THE PROPOSITION OFTEN ADVANCED, THAT Mozart’s Don Giovanni is the greatest of all operas, will encounter no opposition from this corner. The further proposition, that the L.A. Opera has finally shaken itself awake in what has been a dismal season, with a performance fully worthy of the music at hand, seems almost too good to be true. But that, too, will encounter no opposition here, or from the large crowd that cheered this latest effort — surely as much with delight as relief — at the Music Center last Wednesday.

Karen Stone’s staging of Jonathan Miller’s production, premiered at the 1990 Florence May Festival and brought to Los Angeles a year later, digs deep into the roots that have made Mozart’s 1787 masterpiece a fertile field for psychological interpreters. From Giovanni’s first entrance, his clothes still askew after his thwarted rape of Donna Anna, to the love-crazed Elvira’s constant tinkering with fetishes and mementos, to the peasant Zerlina placating her miffed suitor Masetto with sweet singing while also loosening his belt, the production gives off a full awareness that babies don’t come from storks. The one flaw in the 1994 revival, the tendency to interrupt the music for long moments of pantomime, has been done away with this time around.

Mozart has always fared well at the L.A. Opera, the more so since the Italian conductor Evelino Pidò has come on the scene. (Then why is there no Mozart scheduled for next season?) Pidò’s Don Giovanni rings true from first notes (those startling D-minor chords ringed in hellfire) to last (the little flick of orchestral stardust after affairs have been set right). His cast proves an altogether superior aggregation: Dwayne Croft’s intense, insinuating Don; Richard Bernstein’s savvy, sardonic Leporello; and the phenomenally vital singing of Jane Eaglen and Sally Wolf as the two heroines undone — probably past their powers of realization — by Don Giovanni’s predations.

Robert Israel’s sets did not accord with everyone’s imagined Don Giovanni at the 1991 premiere: stark, massive, movable architectural units in pervading shades of gray. Duane Schuler’s new lighting, with its startling shifts of shadow for the supernatural moments, is a considerable improvement, especially as it allows the characters, in Israel’s nicely defined costume colors, to stand out against their background.

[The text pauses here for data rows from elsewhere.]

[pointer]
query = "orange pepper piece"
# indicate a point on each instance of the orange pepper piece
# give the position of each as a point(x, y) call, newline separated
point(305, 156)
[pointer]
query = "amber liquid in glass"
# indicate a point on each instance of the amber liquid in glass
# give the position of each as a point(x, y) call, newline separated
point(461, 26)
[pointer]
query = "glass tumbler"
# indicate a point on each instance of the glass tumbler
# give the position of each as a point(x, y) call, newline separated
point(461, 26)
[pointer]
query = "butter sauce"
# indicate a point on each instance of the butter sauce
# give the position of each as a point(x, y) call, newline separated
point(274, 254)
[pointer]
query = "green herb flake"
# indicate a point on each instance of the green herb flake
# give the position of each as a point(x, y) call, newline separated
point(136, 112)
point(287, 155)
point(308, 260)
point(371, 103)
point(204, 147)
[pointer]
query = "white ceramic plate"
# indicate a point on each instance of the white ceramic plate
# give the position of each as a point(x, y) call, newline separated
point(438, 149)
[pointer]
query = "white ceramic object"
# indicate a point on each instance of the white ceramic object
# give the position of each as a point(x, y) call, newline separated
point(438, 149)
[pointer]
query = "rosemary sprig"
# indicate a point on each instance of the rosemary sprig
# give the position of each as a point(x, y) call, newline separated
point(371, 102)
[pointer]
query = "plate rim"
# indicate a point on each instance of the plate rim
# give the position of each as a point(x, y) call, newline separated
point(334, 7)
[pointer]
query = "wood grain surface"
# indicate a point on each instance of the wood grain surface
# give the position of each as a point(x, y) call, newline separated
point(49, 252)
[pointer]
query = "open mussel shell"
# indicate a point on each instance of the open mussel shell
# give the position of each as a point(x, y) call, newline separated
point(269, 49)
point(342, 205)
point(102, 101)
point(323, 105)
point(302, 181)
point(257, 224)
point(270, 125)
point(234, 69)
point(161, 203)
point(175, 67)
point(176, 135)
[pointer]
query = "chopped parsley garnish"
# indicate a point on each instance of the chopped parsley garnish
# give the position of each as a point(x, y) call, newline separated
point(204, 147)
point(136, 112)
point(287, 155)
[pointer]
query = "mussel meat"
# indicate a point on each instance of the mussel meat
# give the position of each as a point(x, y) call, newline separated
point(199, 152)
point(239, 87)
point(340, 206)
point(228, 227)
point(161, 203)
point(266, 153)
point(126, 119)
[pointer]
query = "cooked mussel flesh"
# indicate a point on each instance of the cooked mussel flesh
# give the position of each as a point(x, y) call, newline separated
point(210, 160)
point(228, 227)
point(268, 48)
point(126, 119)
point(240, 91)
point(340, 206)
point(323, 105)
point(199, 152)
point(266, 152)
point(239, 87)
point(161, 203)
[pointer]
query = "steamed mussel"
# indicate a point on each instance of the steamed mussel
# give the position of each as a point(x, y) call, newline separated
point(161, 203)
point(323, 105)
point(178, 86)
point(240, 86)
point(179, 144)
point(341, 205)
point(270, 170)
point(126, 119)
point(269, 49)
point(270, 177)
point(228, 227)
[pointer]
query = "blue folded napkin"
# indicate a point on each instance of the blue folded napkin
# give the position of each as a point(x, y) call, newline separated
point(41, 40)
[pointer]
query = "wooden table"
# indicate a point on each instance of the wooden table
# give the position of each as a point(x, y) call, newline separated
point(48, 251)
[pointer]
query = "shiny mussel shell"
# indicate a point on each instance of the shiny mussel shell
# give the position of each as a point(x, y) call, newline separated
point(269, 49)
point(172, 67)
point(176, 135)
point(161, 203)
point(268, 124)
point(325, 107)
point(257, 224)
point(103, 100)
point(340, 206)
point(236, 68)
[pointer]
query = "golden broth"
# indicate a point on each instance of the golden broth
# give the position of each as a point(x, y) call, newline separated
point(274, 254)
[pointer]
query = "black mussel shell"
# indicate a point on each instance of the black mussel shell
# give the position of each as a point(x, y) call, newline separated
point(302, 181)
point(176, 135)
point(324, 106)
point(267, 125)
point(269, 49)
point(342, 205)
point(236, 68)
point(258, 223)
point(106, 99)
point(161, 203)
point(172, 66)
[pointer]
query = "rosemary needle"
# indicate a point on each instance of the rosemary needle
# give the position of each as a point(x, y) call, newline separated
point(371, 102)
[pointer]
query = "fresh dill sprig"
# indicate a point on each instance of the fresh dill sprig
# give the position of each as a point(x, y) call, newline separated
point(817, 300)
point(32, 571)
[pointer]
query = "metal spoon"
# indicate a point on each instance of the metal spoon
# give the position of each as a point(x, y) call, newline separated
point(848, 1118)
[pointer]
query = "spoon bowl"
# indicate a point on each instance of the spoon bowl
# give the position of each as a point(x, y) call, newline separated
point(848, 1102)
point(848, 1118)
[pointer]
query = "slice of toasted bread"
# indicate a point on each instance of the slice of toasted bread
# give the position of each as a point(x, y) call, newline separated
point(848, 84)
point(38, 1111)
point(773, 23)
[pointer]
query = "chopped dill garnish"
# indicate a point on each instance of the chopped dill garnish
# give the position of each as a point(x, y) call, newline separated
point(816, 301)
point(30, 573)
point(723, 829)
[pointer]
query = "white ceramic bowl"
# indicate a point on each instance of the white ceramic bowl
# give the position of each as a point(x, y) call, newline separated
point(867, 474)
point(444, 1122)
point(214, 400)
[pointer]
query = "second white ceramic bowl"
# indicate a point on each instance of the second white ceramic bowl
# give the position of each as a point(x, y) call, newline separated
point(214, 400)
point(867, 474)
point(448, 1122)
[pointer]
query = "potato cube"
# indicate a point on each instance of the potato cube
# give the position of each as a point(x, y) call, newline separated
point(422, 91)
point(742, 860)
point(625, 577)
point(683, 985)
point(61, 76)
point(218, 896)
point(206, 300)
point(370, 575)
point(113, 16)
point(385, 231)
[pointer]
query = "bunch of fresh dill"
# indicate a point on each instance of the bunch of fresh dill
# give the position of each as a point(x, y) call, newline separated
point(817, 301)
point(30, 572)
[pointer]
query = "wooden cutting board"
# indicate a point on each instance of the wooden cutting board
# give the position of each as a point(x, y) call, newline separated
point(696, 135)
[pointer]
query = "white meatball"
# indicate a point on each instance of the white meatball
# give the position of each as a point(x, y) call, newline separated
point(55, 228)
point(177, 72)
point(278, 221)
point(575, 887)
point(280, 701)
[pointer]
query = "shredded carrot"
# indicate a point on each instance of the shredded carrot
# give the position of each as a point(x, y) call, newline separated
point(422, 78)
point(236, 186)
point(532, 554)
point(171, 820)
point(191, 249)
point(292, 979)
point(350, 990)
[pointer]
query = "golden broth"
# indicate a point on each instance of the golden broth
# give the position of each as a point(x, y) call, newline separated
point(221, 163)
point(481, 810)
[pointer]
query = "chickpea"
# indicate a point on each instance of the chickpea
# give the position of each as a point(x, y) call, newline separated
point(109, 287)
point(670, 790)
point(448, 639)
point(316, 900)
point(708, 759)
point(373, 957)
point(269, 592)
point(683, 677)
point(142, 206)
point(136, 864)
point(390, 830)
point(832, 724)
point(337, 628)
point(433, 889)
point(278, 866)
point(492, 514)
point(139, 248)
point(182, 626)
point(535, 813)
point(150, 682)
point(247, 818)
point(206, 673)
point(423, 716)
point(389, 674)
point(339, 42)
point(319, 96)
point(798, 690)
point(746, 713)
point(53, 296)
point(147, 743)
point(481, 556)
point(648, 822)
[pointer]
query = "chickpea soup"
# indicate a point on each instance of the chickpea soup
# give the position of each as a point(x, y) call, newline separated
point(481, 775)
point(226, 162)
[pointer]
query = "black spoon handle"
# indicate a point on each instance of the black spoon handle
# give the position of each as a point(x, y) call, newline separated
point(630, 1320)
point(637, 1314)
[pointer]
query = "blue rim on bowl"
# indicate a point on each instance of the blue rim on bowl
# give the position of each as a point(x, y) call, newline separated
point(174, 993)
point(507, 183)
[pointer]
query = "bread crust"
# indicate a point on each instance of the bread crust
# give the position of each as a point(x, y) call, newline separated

Above all, there was balance: the splendid equilibrium among the cast and between vocal ensemble and orchestra; the visual balance between what people looked like and what they were up to; the dramatic balance in this most challenging of all operas between searing personal torment and delicious period comedy. Balance, at the L.A. Opera, has been a rare commodity of late; without it, all the beautiful singing in the world won’t bring Mozart to life. It was there this time, and the amazement was something you could almost reach out and touch.